Fran Araújo
Son cada vez más las personas que ensalzan la tolerancia como bandera del diálogo y la buena convivencia. Parece que se nos ha olvidado el significado de la palabra tolerar que, según la Real Academia de la Lengua, consiste en sufrir, llevar con paciencia, permitir algo que no se tiene por lícito sin aprobarlo expresamente. Esto supone que existe una persona que posee la verdad, el correcto camino para la perfección, y que esta persona “tolere” las opiniones de los demás, aunque crea que son erróneas. Si partimos de esta situación de superioridad, nunca llegaremos a un entendimiento fructífero.

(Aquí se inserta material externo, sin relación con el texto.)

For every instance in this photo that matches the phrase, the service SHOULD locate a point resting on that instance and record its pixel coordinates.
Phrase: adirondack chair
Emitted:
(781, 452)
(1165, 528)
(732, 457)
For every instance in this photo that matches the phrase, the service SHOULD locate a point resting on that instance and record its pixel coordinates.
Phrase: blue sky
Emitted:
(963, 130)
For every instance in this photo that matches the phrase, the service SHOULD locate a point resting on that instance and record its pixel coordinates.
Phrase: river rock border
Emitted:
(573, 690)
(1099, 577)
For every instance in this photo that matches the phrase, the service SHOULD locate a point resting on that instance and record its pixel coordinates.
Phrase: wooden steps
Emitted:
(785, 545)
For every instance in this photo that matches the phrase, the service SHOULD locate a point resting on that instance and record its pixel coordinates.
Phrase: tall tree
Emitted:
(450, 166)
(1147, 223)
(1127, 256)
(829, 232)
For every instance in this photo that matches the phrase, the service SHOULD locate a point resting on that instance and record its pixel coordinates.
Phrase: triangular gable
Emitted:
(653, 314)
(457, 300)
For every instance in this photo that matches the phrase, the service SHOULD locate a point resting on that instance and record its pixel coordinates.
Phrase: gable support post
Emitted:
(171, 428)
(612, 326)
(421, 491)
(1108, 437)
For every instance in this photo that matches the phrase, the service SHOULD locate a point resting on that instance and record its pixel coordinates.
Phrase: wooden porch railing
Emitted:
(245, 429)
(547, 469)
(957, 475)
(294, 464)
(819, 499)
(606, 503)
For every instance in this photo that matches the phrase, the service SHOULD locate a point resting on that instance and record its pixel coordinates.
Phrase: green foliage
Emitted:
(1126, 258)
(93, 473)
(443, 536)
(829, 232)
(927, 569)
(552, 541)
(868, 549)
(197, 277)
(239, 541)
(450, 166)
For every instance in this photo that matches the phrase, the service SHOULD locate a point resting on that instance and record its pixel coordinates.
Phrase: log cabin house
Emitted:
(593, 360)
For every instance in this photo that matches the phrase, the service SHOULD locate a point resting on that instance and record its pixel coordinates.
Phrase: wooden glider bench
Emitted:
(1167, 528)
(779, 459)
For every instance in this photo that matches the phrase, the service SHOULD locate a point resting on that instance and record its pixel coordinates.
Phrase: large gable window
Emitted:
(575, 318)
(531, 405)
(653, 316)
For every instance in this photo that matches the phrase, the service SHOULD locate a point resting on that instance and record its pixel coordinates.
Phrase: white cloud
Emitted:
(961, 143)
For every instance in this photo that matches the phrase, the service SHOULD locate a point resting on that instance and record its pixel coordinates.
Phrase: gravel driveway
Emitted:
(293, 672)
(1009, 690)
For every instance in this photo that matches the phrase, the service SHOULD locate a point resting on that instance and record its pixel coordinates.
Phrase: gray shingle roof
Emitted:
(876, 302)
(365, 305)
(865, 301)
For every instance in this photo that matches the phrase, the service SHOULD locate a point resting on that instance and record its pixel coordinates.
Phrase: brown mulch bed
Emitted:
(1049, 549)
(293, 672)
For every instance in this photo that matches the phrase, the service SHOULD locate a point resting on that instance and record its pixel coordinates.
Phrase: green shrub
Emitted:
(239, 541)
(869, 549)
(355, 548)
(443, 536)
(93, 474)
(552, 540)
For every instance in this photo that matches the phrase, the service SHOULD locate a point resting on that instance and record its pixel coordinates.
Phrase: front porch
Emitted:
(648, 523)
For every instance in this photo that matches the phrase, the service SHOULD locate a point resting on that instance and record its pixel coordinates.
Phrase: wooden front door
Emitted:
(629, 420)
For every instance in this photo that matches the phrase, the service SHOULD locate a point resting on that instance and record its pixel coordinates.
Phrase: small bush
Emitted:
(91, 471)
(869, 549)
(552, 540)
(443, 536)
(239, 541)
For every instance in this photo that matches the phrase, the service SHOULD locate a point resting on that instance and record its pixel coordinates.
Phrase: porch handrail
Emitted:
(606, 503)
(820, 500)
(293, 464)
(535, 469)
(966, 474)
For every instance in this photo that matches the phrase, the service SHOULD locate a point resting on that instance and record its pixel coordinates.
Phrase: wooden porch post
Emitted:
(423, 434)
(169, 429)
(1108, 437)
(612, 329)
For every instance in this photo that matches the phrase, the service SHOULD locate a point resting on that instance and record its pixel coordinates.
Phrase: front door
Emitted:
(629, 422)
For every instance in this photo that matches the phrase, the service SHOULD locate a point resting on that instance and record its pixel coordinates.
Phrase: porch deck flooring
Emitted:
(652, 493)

La defensa de la tolerancia es un ejemplo más de la obsesiva primacía de lo individual sobre lo común a todos los seres humanos. Supone una posición de poder en la que una persona “permite” a la otra manifestarse, expresar sus pensamientos. En realidad, se trata de un paso intermedio entre el absolutismo de pensamiento y la verdadera libertad de expresión. El único camino para la convivencia y la sana relación consiste en construir espacios de encuentro en donde mirarse en el espejo de las diferencias del otro. Porque sin el “otro” nosotros no sabríamos quiénes somos.
El problema de primar la tolerancia en las relaciones humanas aparece en las situaciones límite. En el momento en el que existe un problema, todas estas cosas que se permite pero que no se considera lícitas, salen a la superficie en forma de confrontación. De ahí que asistamos a la guerra de las religiones, al conmigo o contra mí. Esta inestable situación de tolerancia no es más que una guerra fría con modales ingleses del Siglo XIX. Nada pasa porque el niño se deje el pelo largo, hay que entenderlo, es joven. Pero cuando el padre se queda sin trabajo y llega a casa de mal humor, el pelo de su hijo parece una buena excusa para descargar todas las iras.
Tolero que mi vecino del sexto lleve turbante, aunque he de reconocer que no me gusta. Ataquemos la raíz del problema. Acerquémonos a nuestro vecino para preguntarle por qué lleva ese turbante y qué significado tiene para él. Quizá así descubramos que sólo es una forma de sujetarse el pelo, igual que muchas mujeres utilizan un moño.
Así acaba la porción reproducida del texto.